Who’s feeling the Suit?
So, what does this actually look like on the ground? It creates a weird tension. On one hand, if you're a buyer, you're looking at a potential drop—a chance to negotiate. On the other hand, the cost of borrowing is still chewing up a huge chunk of your weekly paycheck.
Here’s how the current vibe is breaking down across the board:
- First-time home buyers: You're in the driver's seat. Less competition, more time to do your due diligence, and sellers who are finally starting to realize that the 2021 peak is ancient history. That ANZ forecast might give you the confidence to throw in a slightly bolder offer.
- Investors: The numbers are tight. Unless you've got a hefty down payment and a long-term view, the yield isn't stacking up against term deposits right now. A lot of folks are hitting the pause button.
- Sellers: This is the tough one. If you don't have to sell, the advice is simple: don't. But if you're moving for work or family, you need to price realistically. The days of just sticking a sign out and waiting for auction frenzy are long gone.
There are three big factors that are really shaping this market right now:
- Global uncertainty: That Middle East conflict isn't just a headline—it's a direct line to our inflation numbers and, by extension, the cost of your next mortgage.
- Sticky interest rates: The official cash rate might be on hold, but the banks are still pricing in risk. That's not changing until the global picture calms down.

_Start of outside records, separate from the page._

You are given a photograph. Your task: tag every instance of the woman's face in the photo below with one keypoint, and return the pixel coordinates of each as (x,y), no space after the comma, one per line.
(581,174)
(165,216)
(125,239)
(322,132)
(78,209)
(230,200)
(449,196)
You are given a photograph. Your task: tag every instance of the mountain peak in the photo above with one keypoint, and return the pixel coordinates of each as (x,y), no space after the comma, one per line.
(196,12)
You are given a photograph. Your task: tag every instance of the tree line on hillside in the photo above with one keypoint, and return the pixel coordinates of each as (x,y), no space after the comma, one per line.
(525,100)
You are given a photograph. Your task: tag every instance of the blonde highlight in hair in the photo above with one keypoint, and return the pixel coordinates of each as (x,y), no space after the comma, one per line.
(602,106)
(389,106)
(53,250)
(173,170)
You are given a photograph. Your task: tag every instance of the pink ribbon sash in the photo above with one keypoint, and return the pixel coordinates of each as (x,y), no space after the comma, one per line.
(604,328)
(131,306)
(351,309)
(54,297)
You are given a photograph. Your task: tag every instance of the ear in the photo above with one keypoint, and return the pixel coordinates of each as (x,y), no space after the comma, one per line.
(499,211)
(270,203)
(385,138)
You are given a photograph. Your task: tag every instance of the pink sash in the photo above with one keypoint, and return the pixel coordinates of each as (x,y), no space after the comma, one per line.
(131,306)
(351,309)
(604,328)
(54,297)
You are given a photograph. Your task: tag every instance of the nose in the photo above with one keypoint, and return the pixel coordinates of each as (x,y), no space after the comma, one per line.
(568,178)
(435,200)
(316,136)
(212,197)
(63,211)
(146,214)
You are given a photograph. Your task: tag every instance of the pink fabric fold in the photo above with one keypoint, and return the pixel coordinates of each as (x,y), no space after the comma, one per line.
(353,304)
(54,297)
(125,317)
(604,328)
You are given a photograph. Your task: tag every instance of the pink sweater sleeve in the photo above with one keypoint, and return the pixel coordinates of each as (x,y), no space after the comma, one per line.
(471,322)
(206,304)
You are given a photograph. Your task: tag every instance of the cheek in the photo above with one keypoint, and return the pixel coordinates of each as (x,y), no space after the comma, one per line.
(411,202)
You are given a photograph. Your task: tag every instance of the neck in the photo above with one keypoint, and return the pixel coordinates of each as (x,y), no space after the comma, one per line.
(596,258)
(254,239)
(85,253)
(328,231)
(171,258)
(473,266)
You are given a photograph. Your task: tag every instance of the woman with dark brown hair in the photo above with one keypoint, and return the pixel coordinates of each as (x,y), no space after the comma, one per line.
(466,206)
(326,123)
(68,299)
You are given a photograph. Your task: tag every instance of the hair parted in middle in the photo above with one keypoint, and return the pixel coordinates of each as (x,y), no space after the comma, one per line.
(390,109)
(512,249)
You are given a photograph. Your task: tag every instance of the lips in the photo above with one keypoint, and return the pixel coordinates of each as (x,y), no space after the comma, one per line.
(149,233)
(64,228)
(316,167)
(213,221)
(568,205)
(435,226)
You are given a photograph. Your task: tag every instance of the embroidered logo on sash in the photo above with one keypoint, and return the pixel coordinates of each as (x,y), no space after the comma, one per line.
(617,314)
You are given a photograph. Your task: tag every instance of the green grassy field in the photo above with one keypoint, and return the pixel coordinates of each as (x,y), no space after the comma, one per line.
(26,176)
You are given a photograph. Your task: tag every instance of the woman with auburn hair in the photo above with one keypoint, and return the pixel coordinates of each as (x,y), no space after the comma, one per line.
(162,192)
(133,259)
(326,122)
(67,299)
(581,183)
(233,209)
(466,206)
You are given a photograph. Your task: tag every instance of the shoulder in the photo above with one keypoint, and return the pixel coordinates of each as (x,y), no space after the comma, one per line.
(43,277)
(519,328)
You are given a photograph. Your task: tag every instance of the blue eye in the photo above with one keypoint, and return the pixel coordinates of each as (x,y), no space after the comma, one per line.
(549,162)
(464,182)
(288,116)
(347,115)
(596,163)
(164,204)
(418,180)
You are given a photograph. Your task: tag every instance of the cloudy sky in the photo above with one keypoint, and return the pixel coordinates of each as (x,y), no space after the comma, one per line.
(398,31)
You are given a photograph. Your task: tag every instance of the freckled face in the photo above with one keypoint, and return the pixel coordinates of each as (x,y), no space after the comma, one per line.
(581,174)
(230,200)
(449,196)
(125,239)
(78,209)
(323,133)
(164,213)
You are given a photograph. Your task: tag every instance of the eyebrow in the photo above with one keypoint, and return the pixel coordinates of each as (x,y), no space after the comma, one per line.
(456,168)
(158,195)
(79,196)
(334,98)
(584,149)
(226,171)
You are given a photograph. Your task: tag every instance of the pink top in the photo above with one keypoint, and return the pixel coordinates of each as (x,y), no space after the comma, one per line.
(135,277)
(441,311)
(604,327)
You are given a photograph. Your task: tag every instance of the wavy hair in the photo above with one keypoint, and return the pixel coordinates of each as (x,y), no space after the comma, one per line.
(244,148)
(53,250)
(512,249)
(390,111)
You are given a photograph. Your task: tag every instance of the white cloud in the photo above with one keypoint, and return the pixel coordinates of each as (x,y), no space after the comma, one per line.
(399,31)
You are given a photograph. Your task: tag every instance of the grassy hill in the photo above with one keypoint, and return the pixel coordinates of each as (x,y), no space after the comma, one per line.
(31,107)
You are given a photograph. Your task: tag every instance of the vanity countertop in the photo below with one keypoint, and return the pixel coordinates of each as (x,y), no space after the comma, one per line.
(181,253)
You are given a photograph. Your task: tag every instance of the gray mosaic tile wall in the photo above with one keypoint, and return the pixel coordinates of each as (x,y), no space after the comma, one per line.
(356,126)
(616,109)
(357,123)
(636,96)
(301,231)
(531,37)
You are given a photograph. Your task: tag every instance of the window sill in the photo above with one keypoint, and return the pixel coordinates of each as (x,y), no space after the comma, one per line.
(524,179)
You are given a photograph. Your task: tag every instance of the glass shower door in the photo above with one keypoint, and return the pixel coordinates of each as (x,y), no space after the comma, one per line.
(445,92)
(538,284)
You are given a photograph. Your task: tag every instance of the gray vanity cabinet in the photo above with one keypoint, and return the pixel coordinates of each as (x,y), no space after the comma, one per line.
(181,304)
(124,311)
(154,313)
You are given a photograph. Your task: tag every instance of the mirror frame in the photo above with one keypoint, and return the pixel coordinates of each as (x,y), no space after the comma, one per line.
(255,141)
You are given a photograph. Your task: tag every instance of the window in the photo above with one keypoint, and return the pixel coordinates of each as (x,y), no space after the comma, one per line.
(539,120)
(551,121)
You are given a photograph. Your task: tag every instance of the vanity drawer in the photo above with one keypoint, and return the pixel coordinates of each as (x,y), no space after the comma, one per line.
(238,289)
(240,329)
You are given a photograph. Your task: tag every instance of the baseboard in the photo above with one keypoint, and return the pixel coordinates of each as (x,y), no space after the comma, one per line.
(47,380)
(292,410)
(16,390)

- Affordability limits: We've simply hit a ceiling. Wages haven't kept up, and there's only so much debt a household can carry, even if the banks are willing to lend it.
I was talking to an appraiser yesterday who put it bluntly: “We're in a holding pattern.” That AnZ read just confirms the runway is longer than we thought. There's no panic—the market isn't falling off a cliff. But that 2% forecast is a reality check. It's the market saying, “Don't hold your breath for a spring boom.”
For those of us who remember the GFC, this feels different. It's slower. More methodical. It's a grind, not a crash. And the smart money—whether it's the team at ANZ or the old-timer at the local real estate office—is all saying the same thing: buckle up. We're in for a longer winter than we thought.